Dilma Rousseff: 'Do I look happy, Mr Obama?'

O sonho juvenil de um partido que governa despoticamente, sem parlamento é tudo, menos maduro. A opção que muitos apontam ingenuamente para o PT é a formação de um ministério sem nomes de aliados, sem direita e firme nos propósitos originais do PT. Isto é: exigem que a Dilma governe para a metade do Brasil e a outra metade que se ferre, afinal perdeu as eleições, não?. Sinto muito caros sonhadores, mas não é assim que funciona a democracia, que nada mais é que a arte de engolir sapos em nome de um projeto de governabilidade.

Collor negligenciou esta verdade política e achou que podia governar sem partido e ferindo interesses da Rede Globo, a mesma que o havia colocado lá.
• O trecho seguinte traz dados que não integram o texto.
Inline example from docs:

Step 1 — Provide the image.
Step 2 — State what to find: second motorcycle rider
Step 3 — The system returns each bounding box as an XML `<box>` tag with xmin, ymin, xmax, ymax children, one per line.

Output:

Pagou caro, e hoje sabemos que  Collor tinha um pensamento moderno e desenvolvimentista. Lembrem que foi ele quem modernizou a indústria de automóveis no Brasil, composta na época, de “carroças”. Boas intenções e ideias modernas não são suficientes; sem apoio e sem partido é suicídio.

Com um ministério “puro”, socialista e progressista, sabem quantos projetos passariam pelo congresso, francamente oposicionista? ZERO!!! Mas talvez o sonho dos petistas mais ferrenhos e puristas seja ver a Dilma empossada como imperatriz, ou Rainha despótica, que não tenha necessidade de uma câmara ou um senado. Bem, aí é outra história, e nessa canoa furada já embarcamos. Repetir os erros é imaturidade, aprender com eles é o caminho.